New Heathens
10Dec/09Off

Why I Love The Music I Do

Doing the moving thing so I made three big piles of CDs I didn't want anymore and traded them in over at Permanent Records in Greenpoint. One of the new CDs I picked up was a record by Will Hoge called "The Wreckage." I put it on in my car and, zango! He had The Sound. The only thing I could think is, "I love this guy!"

That got me thinking about the kind of music I love. For much of my life I've taken plenty of well-deserved criticism from friends, girlfriends, would-be-girlfriends and wouldn't-be-girlfriends for what, to many, seems a pretty myopic taste in music.

Here's what I like: rock 'n' roll, the recipe for which I would argue was perfected by 1972. The ingredients are American-made electric guitars fed through tube amps, big, resonant solid-body acoustic guitars, locked up bass & drums, cool vocals and raggedy-but-right harmonies. The instructions were rock, blues, country, gospel & soul. Mix up the ingredients, follow the instructions and you've got The Sound. Think the Stones' "Exile on Main Street," released, appropriately, in 1972.

Here's the catch, though. While I dig I dig the sound of '72, I don't want a singer bleating cliched lyrics straight outta' '72. I want somebody singing to me about what's happening now, preferably something I hadn't thought of in quite that way before. For my money there's nothing better than a clever, unique, interesting, non-cliched lyric that tells a story, gives great descriptions, has a focused point of view or is above all FUNNY. (God I love it when a song makes me laugh.)

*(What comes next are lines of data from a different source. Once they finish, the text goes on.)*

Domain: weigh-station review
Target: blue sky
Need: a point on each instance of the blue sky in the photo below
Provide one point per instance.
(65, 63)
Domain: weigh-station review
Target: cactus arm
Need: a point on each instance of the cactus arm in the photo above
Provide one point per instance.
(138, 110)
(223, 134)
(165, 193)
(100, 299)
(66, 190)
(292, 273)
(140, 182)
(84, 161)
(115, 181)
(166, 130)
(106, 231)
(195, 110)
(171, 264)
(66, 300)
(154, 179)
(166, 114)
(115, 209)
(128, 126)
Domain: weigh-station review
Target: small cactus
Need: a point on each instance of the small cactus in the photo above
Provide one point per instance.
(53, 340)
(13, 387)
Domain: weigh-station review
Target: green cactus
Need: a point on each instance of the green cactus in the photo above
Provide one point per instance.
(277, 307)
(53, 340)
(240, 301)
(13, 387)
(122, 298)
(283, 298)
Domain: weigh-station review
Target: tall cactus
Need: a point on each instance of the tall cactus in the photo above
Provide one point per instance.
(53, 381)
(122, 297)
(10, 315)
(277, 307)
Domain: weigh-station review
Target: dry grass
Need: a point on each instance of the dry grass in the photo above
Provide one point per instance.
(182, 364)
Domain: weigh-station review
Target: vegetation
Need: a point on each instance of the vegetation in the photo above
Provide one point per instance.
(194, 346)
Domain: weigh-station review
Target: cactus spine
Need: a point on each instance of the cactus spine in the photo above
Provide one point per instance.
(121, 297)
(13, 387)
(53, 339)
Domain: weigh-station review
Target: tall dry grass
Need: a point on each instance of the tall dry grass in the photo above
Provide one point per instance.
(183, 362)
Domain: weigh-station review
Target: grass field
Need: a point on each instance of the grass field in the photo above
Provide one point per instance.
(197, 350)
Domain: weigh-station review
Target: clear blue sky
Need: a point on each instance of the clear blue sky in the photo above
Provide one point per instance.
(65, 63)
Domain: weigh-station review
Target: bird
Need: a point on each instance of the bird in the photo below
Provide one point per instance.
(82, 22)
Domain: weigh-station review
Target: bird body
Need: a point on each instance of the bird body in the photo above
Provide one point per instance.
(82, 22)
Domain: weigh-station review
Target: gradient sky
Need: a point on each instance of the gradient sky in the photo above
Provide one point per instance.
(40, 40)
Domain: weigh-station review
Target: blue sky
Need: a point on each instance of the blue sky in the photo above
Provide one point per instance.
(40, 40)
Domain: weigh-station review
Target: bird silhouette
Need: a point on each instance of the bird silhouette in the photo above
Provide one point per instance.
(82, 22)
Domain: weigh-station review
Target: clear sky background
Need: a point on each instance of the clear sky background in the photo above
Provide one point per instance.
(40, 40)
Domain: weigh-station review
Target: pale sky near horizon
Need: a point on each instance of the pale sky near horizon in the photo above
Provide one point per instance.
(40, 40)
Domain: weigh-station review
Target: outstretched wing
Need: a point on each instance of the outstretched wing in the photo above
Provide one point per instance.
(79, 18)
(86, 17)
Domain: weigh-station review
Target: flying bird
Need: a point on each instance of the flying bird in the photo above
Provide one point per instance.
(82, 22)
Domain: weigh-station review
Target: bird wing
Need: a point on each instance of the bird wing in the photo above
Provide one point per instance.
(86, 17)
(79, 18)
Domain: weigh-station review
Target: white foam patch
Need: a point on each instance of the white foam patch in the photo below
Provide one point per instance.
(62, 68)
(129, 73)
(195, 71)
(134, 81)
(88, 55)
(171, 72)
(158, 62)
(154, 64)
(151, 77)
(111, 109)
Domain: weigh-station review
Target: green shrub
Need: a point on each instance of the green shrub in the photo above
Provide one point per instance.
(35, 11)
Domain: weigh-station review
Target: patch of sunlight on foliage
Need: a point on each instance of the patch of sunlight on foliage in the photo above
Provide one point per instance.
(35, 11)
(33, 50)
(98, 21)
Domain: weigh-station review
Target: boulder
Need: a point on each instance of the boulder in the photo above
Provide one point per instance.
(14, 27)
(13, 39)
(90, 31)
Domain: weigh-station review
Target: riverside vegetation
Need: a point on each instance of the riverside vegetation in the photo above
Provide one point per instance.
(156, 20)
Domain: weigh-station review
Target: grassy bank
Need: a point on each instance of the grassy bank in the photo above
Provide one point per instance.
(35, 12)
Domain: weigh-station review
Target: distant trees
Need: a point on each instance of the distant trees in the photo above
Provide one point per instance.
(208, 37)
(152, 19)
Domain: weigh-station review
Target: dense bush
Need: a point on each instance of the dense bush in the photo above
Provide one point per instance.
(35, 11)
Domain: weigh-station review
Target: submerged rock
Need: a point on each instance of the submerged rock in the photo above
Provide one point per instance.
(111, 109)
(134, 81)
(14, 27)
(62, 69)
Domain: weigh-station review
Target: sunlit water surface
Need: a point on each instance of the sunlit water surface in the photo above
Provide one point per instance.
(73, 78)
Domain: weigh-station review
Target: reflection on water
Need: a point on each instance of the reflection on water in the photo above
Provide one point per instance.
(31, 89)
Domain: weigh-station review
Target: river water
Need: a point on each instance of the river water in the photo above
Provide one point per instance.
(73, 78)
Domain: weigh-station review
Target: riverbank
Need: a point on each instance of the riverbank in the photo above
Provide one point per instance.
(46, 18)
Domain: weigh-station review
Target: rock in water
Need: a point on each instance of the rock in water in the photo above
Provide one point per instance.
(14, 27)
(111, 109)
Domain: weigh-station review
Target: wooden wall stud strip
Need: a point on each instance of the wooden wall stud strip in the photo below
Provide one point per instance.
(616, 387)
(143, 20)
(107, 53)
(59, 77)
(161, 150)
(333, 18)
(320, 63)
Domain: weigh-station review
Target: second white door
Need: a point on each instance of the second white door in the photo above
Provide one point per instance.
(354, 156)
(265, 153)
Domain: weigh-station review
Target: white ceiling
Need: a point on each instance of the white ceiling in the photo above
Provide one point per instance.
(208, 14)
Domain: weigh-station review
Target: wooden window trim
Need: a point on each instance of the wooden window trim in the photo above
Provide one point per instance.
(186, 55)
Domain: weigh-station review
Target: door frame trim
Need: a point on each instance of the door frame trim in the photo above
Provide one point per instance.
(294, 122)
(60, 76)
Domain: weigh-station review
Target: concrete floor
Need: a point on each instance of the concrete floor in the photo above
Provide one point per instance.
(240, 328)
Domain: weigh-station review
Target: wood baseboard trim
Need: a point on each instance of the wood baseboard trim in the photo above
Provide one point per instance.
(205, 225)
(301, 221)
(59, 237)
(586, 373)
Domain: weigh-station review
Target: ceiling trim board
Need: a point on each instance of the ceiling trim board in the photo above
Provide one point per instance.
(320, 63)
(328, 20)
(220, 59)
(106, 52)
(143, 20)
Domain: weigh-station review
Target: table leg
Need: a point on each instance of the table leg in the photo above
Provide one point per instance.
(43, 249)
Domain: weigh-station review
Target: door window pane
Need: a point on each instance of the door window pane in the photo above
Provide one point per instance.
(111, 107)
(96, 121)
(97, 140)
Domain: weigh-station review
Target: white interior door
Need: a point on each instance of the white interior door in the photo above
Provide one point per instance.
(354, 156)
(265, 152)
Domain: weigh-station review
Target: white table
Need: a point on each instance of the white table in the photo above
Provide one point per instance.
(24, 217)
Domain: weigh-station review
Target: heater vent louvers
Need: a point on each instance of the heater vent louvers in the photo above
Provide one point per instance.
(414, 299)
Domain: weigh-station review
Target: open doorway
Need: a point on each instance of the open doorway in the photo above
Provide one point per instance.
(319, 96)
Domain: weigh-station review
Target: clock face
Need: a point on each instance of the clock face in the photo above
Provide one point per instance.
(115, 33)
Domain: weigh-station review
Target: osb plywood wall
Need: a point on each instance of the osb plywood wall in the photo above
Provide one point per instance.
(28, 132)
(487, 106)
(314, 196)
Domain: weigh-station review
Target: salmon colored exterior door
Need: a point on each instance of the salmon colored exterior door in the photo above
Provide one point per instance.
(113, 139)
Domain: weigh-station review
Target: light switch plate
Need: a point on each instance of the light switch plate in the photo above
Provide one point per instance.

I wear my favorite bands & musicians on my sleeve (probably too much) but all of 'em kinda' have the 1972 music thing going on coupled with fresh, compelling lyrics. Lyrics that make you want to hear what the next verse is going to be. Funny, but smart, self-aware funny; not self-parody or worse, un-self aware funny.

But I can go down the list of my favorites and rattle off the criteria they meet. A few examples, off the top of my head:

Bottle Rockets? Descriptive, clever, funny. "A $1,000 car ain't even gonna' roll/Until you put at least another $1,000 in the hole/Sink your money in it and there you are/The owner of a $2,000, $1,000 car." From "$1,000 Car".

Drive By Truckers? Great stories, great descriptions. "Church blows up in Birmingham/Four little black girls killed/For no goddamn good reason." From "Ronnie and Neil."

The Yayhoos? Funny. "Gettin' drunk! Gettin' nekkid! Gettin' laaaaaaiiiiid and gettin' out!" from "Gettin' Drunk." (Terry Anderson, who wrote that particular song, is a master at this.)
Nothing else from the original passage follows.